More power outlets isn’t necessarily better, but carefully planned locations is :slight_smile: It probably depends on what you plan on doing regularly enough to make an extra effort, or what you want to have work well even if only on rare occasions. For example, there’s nowhere in my barn I can’t reach with an electrical tool
/etc that a 50’ extension cord won’t let me do. Or maybe 75’ if I’m doing something outside the barn :slight_smile: So, if I needed to run a fan in a stall at the opposite corner from the outlet in the wash stall, I’d use an extension cord. However, as I mentioned before, horses aren’t in a lot, really hardly ever during the day when it’s hot, but if I had a hot weather layup, I could do that.

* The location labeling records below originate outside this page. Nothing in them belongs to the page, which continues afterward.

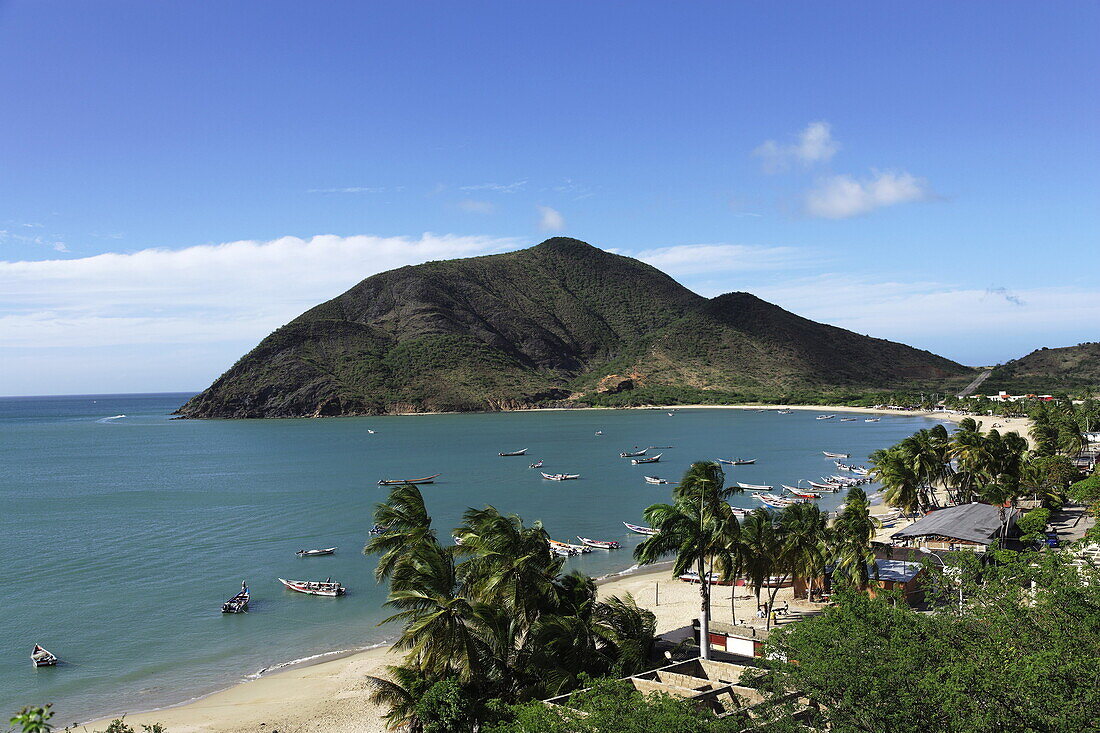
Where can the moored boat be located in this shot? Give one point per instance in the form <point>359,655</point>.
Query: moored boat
<point>42,657</point>
<point>239,603</point>
<point>600,544</point>
<point>319,553</point>
<point>397,482</point>
<point>638,529</point>
<point>315,587</point>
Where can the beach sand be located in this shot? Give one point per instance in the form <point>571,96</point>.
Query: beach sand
<point>331,696</point>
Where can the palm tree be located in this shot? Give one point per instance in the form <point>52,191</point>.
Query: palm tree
<point>407,526</point>
<point>854,531</point>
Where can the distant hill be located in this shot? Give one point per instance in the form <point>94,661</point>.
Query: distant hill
<point>547,325</point>
<point>1070,369</point>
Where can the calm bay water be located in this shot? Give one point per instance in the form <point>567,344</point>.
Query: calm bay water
<point>122,537</point>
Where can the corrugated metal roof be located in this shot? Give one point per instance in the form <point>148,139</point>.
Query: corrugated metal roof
<point>976,523</point>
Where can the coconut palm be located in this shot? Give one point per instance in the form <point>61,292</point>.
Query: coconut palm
<point>854,529</point>
<point>407,526</point>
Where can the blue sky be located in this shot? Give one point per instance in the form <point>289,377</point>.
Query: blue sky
<point>178,178</point>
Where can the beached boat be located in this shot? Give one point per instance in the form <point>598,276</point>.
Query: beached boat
<point>318,553</point>
<point>397,482</point>
<point>600,544</point>
<point>638,529</point>
<point>239,603</point>
<point>315,588</point>
<point>41,657</point>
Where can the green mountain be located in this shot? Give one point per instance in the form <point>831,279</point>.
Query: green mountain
<point>1067,369</point>
<point>559,323</point>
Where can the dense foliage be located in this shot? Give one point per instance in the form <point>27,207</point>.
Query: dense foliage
<point>491,620</point>
<point>1022,654</point>
<point>541,326</point>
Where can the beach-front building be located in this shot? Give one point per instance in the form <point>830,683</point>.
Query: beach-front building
<point>966,526</point>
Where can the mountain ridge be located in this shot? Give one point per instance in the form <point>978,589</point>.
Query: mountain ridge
<point>541,325</point>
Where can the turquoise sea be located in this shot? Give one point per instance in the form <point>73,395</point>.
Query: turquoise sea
<point>121,536</point>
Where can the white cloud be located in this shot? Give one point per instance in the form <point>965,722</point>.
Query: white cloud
<point>708,259</point>
<point>839,197</point>
<point>550,219</point>
<point>474,206</point>
<point>200,294</point>
<point>814,144</point>
<point>498,188</point>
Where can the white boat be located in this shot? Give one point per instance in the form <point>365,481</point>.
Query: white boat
<point>315,588</point>
<point>638,529</point>
<point>317,553</point>
<point>42,657</point>
<point>600,544</point>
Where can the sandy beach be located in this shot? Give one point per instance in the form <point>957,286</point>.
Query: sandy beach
<point>331,696</point>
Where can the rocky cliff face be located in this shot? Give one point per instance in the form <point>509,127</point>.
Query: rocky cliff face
<point>531,327</point>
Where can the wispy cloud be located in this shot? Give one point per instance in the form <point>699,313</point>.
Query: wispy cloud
<point>473,206</point>
<point>839,197</point>
<point>497,188</point>
<point>814,144</point>
<point>358,189</point>
<point>209,293</point>
<point>686,260</point>
<point>550,219</point>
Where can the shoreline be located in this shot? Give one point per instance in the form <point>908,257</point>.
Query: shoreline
<point>307,687</point>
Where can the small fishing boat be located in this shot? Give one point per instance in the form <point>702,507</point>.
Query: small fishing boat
<point>318,553</point>
<point>398,482</point>
<point>600,544</point>
<point>42,657</point>
<point>638,529</point>
<point>315,588</point>
<point>239,603</point>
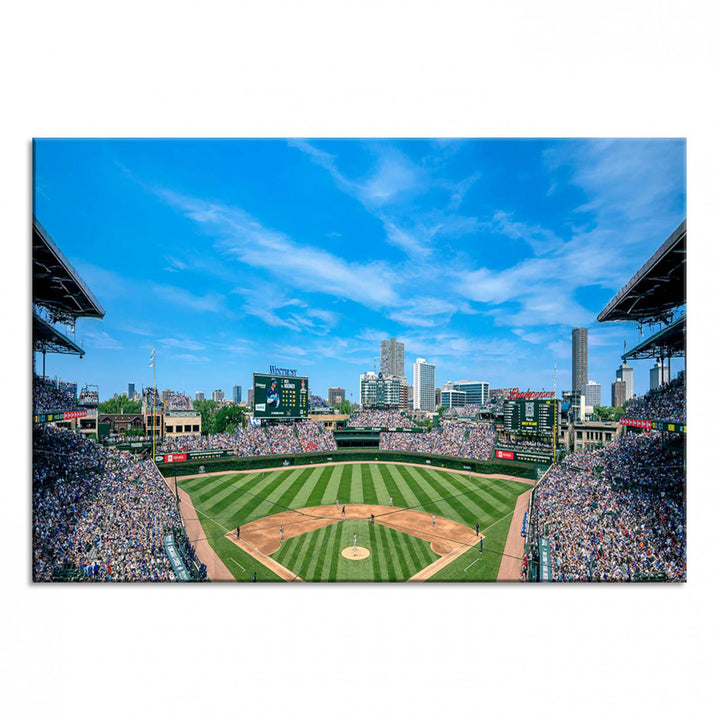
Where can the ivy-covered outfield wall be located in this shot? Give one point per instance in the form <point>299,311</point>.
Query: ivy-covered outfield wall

I did have an extra switch installed at the far end of the barn that turns on the center aisle lights. I doubted I’d need it often, but there have been a few times that for whatever reason I came into the barn from that end and it was just nice to turn the lights on from there instead of having to walk (a whole 36’ lol) to the other end

I also have floodlights on the corners of the barn (well, 2 now, wish I’d just done all 4) that I can turn on from right at the front entrance, and even though we don’t use it much, it’s been very handy.

Warm water? For now I just have a bucket heater. If I were prone to needing to give baths in cold weather, I’d have long ago gotten an on-demand heater, and will do that one day.

  1. What is your favorite feature in your barn?
    My fave barn features are: ventilation, ability to use barn aisle as a run-in also, heated auto waterers.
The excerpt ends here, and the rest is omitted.